Legislators are not in a good position to assess guilt or innocence nor are they able to accurately assess damages.  That's a job for the courts, both state and federal. The legislature can tax or not tax. If it creates taxes, the State will collect money from one party and give it to another.  Sen. Rosen complained that if the drug companies pass the cost of the tax on to the customer, (people seeking pain relief, hospitals and taxpayers since we will all be paying for Medicaid patients) that would be "criminal." But that was engaging in hyperbole because it's not criminal, it's how products are developed, sold and made. The price recovers the cost.
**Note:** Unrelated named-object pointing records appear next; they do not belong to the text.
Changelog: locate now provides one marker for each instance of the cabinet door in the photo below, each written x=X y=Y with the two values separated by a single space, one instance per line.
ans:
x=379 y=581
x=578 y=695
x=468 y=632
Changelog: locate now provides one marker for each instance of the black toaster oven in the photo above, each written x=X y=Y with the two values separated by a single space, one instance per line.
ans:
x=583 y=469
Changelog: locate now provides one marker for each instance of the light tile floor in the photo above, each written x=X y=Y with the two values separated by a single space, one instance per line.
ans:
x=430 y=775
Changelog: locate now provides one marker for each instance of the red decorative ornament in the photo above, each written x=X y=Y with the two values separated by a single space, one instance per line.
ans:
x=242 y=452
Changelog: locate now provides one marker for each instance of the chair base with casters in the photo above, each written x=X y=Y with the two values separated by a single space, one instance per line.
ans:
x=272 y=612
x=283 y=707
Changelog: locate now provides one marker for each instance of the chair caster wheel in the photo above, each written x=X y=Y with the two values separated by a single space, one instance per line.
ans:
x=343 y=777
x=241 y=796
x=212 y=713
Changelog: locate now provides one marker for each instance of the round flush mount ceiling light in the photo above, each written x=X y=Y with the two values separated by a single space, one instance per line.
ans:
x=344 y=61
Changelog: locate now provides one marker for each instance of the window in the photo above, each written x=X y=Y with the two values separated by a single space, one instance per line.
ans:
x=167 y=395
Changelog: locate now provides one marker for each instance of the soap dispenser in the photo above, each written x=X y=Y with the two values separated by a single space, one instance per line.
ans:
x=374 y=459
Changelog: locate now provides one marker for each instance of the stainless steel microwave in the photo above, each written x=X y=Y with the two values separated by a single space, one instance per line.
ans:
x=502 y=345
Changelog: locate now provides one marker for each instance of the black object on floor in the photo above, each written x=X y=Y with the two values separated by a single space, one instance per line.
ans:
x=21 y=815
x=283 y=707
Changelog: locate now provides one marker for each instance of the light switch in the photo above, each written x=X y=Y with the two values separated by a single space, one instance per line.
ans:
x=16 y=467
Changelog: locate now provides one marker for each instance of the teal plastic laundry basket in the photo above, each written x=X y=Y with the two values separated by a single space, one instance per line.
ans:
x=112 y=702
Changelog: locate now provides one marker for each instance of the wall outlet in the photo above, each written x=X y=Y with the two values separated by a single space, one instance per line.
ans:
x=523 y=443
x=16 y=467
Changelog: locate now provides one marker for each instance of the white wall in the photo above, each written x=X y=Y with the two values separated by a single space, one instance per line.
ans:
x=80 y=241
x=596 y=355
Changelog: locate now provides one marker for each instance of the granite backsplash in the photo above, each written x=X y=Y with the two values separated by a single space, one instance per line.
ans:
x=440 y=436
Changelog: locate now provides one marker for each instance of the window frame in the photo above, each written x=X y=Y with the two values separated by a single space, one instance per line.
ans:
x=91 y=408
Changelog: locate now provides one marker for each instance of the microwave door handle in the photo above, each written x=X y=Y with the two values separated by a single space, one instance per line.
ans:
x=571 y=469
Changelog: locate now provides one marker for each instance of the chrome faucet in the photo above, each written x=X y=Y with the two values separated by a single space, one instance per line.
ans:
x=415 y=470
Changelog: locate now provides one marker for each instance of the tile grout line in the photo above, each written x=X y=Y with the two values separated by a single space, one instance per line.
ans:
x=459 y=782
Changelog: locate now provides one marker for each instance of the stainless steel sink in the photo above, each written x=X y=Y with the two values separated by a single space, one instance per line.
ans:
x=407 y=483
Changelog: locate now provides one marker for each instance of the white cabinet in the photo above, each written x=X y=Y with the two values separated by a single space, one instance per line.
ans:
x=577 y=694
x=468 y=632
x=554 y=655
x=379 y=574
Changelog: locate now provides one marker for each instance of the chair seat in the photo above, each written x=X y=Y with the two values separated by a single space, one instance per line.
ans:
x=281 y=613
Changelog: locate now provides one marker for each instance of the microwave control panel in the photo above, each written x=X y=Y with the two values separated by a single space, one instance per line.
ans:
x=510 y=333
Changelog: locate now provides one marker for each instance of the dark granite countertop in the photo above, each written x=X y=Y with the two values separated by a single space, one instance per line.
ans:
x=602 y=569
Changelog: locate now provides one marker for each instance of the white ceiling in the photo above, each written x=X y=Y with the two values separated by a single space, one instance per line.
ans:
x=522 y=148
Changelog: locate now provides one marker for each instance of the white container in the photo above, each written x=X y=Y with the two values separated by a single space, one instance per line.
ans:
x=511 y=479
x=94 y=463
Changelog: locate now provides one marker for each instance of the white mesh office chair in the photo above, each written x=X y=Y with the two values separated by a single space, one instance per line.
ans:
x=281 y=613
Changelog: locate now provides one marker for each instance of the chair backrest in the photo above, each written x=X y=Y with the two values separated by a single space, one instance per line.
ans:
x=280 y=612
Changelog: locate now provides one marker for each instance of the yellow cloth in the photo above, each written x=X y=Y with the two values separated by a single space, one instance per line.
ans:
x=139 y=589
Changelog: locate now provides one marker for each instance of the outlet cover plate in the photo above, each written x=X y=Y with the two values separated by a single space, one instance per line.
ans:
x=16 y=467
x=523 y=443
Without this process, we would get no new drugs, perhaps new painkillers without addictive and dangerous side effects. 

And we have to ask who will get the money?  The fund would pay for addiction treatment but also for grants for other groups where we may lose sight of the "results-based" goals.  The legislature is notorious for creating programs, never ending them and only providing oversight when there is a blatant or criminal waste of taxpayer money going on.

But as Sen. Benson and other Senators pointed out in this hearing, there is a cost to taxpayers of the increase in addiction. Poignantly, Sen. Benson mentioned opioid addicted babies.  Who should pay that cost?

There is no solution when the question is framed that way. There may be a solution when we disaggregate the problem into addiction treatment, public safety and education with the professionals that are responsible telling us what they need to handle the problem. It's completely legitimate to fund these core functions of government with taxpayer money. What we don't think is right is creating a new fund, that will not serve to address liability but will add more taxes to health care, something that we cannot afford now. 

It's easy for legislators to fall into the trap of wanting to "Do Something," ANYTHING  to solve a problem. But unintended consequences are also important to consider. 

There are other troublesome aspects of the bill. One that should give anybody pause is the way that it inserts the law between a doctor and a patient in not providing a clinical judgment exception for doctors to prescribe more than seven days worth of an opioid drug. (An earlier version of the bill had it at four days). The current version also attempts and fails to clearly define acute vs. chronic pain and doesn't even touch on chronic acute paid. (For example, someone who suffers from a condition where they periodically and suddenly suffer from acute pain, but the condition is chronic).  Sen. Carla Nelson who represents Rochester brought up the question of whether legislators were qualified to be making these judgments but Sen. Rosen was unwilling to make a clinical judgment exception at this point.

Status of the bill: laid over in the Senate Finance Committee while the author continues to work on some portions of the bill with stakeholders. The Governor has a similar program in his supplemental budget. The House version stripped the taxes out of the bill and pays for new opioid addiction programs out of the general fund.